George Osborne and Boris Johnson
George Osborne has leapfrogged Boris Johnson as the favourite to succeed David Cameron Getty

In essence, there is not a homogenous left-wing block vote of low-to-middle income people on which Corbyn can rely to win a Westminster election. Different potential Labour voters have different priorities, and some of them simply cannot be reconciled. Add to that Corbyn's dubious past, which is currently being raked over, such as referring to the terror groups Hamas and Hezbollah as "friends". Having to bat away revelations and allegations all the time, many of which are perfectly justifiable, is not part of an inspiring alternative narrative.

Welcome to the 2020 general election: Osborne versus Corbyn.

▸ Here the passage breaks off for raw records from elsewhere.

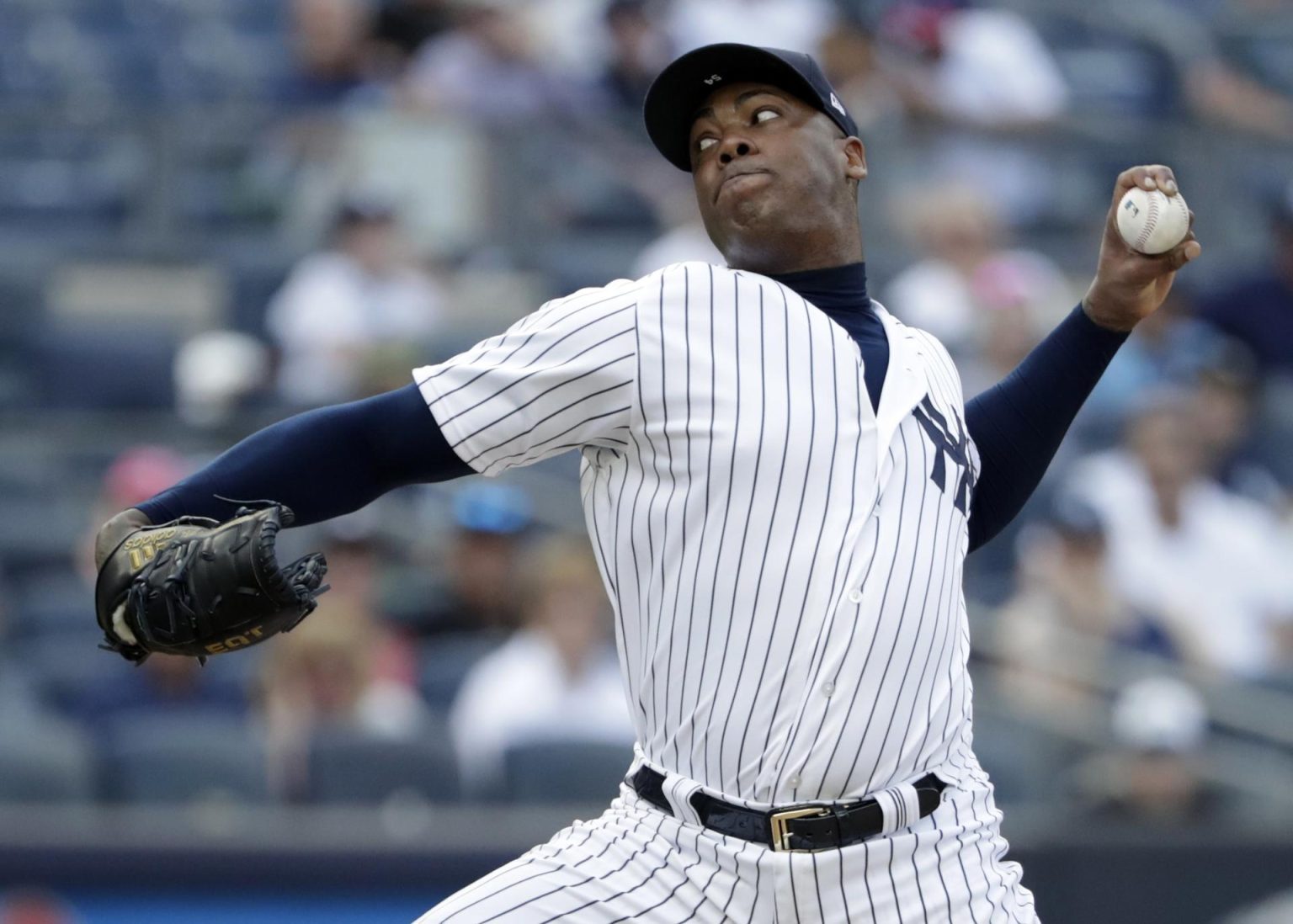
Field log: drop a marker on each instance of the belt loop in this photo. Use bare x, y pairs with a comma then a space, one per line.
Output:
900, 805
678, 793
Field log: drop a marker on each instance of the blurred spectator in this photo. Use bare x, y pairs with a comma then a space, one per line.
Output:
216, 374
1217, 88
323, 675
982, 66
400, 28
984, 77
964, 265
328, 40
555, 678
684, 236
1211, 566
1153, 776
869, 82
1225, 405
639, 50
489, 69
1014, 309
798, 24
1168, 349
354, 571
349, 311
1067, 618
1258, 309
480, 565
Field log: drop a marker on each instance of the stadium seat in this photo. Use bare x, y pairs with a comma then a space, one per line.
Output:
356, 767
41, 760
58, 666
183, 759
566, 771
1024, 762
109, 367
51, 600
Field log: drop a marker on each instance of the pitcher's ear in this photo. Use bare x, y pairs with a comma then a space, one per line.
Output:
856, 154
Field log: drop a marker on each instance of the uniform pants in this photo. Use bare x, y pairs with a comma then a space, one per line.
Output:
635, 863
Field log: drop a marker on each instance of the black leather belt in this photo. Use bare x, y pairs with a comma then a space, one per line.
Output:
795, 827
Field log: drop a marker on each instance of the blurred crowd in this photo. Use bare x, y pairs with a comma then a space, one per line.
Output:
423, 173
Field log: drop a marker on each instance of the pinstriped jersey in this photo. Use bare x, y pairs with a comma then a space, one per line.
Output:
784, 562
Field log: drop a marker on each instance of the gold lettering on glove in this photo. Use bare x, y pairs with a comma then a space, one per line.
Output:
142, 547
231, 642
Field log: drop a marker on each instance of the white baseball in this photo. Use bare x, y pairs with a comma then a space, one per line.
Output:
1152, 221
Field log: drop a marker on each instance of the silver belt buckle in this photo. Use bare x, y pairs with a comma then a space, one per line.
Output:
780, 832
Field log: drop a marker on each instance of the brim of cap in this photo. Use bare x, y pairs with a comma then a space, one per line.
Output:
680, 89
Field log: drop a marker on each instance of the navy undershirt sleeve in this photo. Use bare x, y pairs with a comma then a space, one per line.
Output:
1019, 422
321, 463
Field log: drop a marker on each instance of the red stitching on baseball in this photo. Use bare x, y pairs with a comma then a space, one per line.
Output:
1151, 220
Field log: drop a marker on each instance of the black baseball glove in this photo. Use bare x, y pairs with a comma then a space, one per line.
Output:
197, 587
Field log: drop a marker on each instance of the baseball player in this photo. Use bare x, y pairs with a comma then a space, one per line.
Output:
781, 482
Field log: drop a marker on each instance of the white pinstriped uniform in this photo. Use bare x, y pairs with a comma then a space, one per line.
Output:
785, 569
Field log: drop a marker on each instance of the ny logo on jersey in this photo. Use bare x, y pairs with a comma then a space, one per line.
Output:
950, 446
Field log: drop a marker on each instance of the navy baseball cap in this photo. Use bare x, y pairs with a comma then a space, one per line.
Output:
682, 87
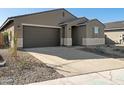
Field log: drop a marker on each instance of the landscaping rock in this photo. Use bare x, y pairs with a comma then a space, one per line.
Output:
26, 70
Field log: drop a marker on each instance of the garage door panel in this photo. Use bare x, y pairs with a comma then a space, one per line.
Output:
41, 37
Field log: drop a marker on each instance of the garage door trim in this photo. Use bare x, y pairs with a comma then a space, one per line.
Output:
38, 27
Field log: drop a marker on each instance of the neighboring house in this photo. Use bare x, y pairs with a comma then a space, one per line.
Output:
114, 32
53, 28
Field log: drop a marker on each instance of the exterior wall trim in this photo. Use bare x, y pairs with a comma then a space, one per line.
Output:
35, 25
93, 41
68, 41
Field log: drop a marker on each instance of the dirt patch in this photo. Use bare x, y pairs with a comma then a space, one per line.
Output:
26, 70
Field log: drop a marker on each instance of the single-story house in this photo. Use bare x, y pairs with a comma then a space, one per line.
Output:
53, 28
114, 32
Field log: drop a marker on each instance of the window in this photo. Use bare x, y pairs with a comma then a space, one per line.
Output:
96, 30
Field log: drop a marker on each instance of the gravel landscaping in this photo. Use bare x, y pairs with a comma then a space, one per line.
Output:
26, 70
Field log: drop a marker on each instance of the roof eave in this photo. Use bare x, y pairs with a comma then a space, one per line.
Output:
7, 21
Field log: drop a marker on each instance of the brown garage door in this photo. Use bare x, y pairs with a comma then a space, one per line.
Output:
40, 37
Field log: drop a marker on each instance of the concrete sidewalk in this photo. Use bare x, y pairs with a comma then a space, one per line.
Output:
113, 77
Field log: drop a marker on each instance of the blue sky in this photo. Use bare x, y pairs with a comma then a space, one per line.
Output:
102, 14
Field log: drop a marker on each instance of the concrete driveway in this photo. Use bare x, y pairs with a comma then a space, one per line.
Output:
70, 61
112, 77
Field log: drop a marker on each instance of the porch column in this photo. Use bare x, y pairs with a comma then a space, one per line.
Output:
68, 37
61, 37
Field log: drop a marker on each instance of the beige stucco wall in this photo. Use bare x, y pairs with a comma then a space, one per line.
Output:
91, 38
114, 35
48, 18
53, 18
90, 33
10, 29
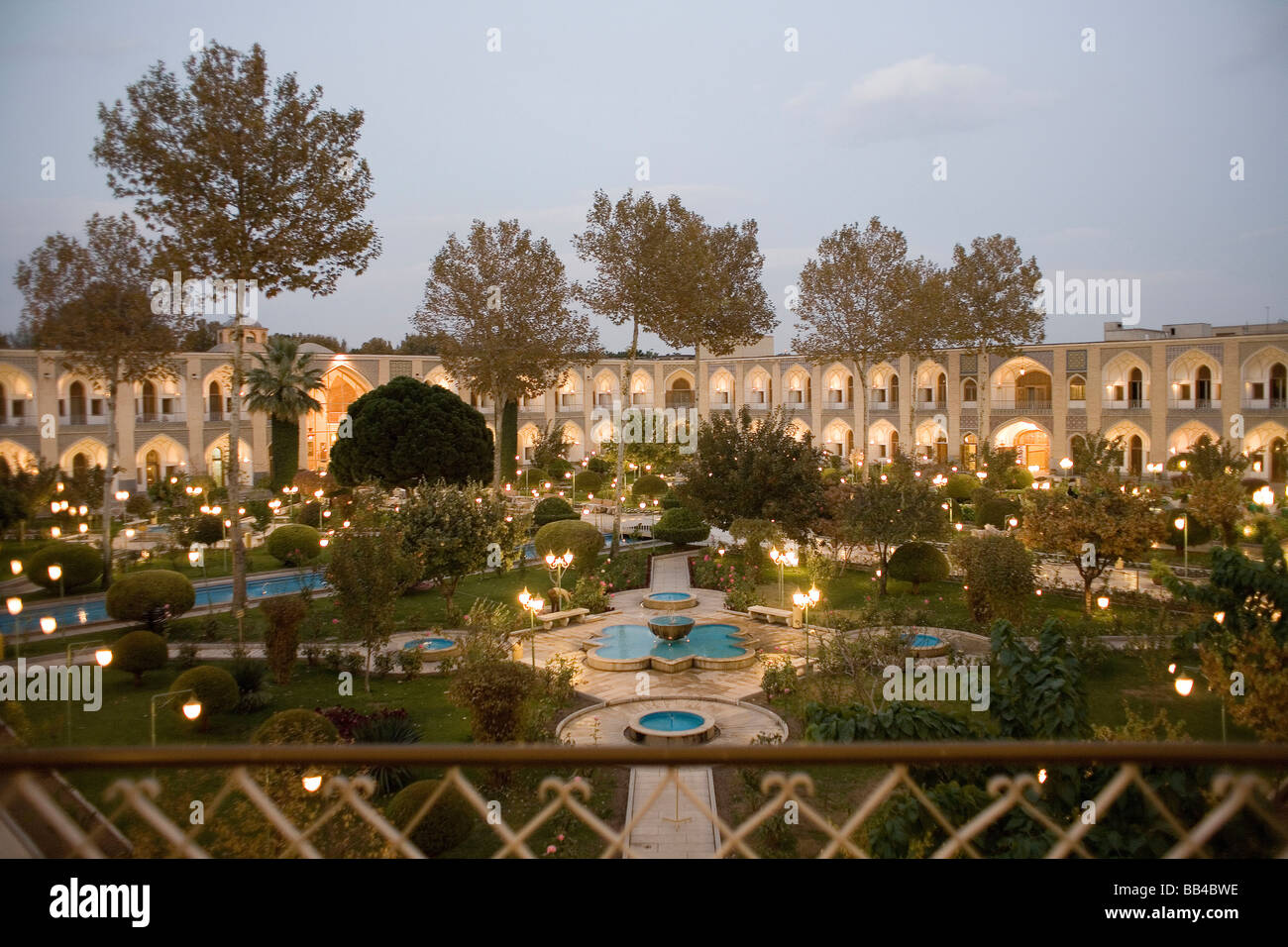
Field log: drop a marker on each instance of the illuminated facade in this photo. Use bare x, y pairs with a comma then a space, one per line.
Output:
1159, 389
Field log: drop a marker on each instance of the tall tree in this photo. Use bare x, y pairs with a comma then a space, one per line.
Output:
746, 470
638, 247
281, 385
250, 183
90, 303
863, 302
992, 298
496, 305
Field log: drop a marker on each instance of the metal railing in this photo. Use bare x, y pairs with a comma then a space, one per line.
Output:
1241, 795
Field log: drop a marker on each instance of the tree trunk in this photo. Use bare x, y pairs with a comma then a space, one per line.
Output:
621, 440
108, 476
235, 460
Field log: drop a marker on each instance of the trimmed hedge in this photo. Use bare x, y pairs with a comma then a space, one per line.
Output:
136, 595
681, 526
297, 725
215, 688
581, 538
917, 564
138, 652
552, 510
81, 565
292, 545
443, 827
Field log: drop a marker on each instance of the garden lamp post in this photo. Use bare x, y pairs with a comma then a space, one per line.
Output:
102, 656
558, 564
1183, 522
14, 604
532, 604
1184, 684
805, 600
191, 707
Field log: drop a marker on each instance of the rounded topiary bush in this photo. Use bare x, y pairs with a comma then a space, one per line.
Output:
214, 686
961, 486
138, 652
81, 565
297, 725
576, 535
589, 482
443, 827
917, 564
552, 510
681, 526
292, 545
137, 596
648, 484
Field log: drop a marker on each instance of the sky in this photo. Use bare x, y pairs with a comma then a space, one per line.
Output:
1106, 163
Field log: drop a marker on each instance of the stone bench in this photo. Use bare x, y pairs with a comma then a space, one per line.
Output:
771, 613
550, 618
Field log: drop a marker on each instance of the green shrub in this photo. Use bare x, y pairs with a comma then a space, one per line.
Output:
649, 486
81, 565
284, 615
214, 686
138, 595
294, 545
917, 564
961, 486
443, 827
681, 526
552, 509
576, 535
589, 482
493, 692
296, 725
137, 652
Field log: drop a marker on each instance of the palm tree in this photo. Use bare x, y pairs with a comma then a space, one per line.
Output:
281, 386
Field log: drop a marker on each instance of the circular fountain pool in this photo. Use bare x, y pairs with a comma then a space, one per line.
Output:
671, 728
670, 628
670, 600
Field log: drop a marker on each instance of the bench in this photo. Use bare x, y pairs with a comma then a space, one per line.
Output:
550, 618
771, 613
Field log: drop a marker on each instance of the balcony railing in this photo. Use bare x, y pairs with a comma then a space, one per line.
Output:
1222, 800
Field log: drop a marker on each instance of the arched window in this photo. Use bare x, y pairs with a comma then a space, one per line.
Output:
76, 403
217, 402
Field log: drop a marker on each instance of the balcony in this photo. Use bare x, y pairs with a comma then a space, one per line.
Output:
1224, 787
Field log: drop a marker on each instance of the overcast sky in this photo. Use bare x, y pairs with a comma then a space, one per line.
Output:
1107, 163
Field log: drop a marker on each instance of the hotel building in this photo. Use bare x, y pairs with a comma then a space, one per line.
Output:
1158, 388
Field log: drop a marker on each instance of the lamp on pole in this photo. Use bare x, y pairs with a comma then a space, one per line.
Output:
532, 604
102, 656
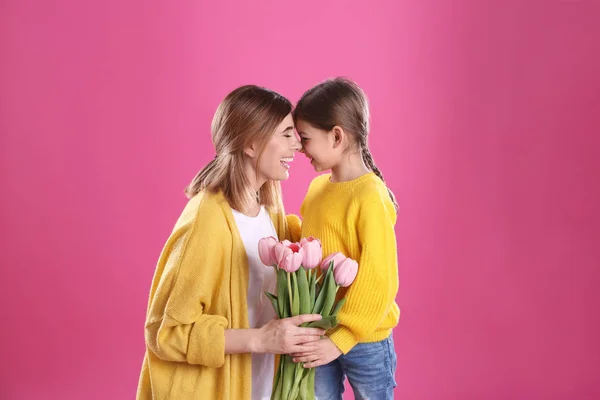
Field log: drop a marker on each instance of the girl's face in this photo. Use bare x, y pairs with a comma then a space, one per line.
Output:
279, 152
319, 146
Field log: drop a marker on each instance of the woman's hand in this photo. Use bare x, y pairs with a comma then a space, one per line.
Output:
326, 351
284, 336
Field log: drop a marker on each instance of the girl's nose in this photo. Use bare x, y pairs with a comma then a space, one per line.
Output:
296, 145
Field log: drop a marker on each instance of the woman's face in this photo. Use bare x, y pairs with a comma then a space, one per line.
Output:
279, 152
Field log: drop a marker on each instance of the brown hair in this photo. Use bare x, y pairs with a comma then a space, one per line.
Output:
248, 114
340, 102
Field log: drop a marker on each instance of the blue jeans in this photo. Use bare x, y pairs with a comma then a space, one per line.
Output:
370, 368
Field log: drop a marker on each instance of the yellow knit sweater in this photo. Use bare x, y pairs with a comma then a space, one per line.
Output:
357, 218
199, 289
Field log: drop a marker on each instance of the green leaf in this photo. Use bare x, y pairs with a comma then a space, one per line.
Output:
304, 292
321, 297
296, 299
324, 323
330, 292
273, 299
282, 296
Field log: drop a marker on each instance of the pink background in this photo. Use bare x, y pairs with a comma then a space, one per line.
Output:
486, 124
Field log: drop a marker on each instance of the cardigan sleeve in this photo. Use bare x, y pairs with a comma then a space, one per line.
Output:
187, 280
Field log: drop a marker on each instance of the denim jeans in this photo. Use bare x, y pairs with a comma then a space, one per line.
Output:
370, 368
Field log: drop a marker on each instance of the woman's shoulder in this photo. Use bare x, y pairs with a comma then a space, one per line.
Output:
206, 209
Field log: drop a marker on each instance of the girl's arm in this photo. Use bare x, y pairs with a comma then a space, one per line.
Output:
370, 296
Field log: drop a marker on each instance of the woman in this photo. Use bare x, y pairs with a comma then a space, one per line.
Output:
210, 332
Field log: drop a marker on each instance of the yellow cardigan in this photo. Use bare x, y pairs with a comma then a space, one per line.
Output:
199, 290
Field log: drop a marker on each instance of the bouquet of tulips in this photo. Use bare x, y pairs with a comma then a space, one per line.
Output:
300, 291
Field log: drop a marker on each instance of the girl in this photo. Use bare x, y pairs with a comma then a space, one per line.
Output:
207, 312
352, 211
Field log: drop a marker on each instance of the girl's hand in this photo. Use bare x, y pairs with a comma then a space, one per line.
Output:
326, 351
284, 336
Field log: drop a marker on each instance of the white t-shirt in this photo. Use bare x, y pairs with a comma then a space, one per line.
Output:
261, 279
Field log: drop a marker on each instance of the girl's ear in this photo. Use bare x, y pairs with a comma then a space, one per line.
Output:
251, 151
339, 136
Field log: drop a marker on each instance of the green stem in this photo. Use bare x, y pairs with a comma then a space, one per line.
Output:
290, 292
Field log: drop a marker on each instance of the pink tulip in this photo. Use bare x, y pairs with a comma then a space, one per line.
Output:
312, 252
266, 251
345, 272
337, 258
292, 258
280, 250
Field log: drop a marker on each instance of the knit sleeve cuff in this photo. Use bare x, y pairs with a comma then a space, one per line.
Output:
343, 338
207, 341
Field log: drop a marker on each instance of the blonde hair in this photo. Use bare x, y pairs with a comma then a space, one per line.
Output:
249, 114
340, 102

On the Conservative side, a man working hard to occupy as much of the centre-ground of British politics as is possible, moving it further right in the process and who has won, against the odds, a general election off the back of a strict austerity programme he has personally enforced.

On the other side, a man desperately trying to escape the centre-ground, alienating the important swing voters there to raise the consciousness of a mythical mass of far-left workers just waiting for their socialist saviour to lead them out of the struggle and towards revolution.

Corbynites must really like living under Conservative rule. Because they're about to select a Labour leader who'll ensure another five years of it after 2020 – and probably an even stronger Tory government.

Whatever you think of Tony Blair, the legacy of his leadership was 13 years of a Labour government which, by compromising with the electorate to secure power, achieved a long list of honourable and laudable things, such as the minimum wage. Corbyn's legacy list of achievements will be much shorter: another Conservative government. Not only a Conservative government, but one led by "Slasher Osborne" at that.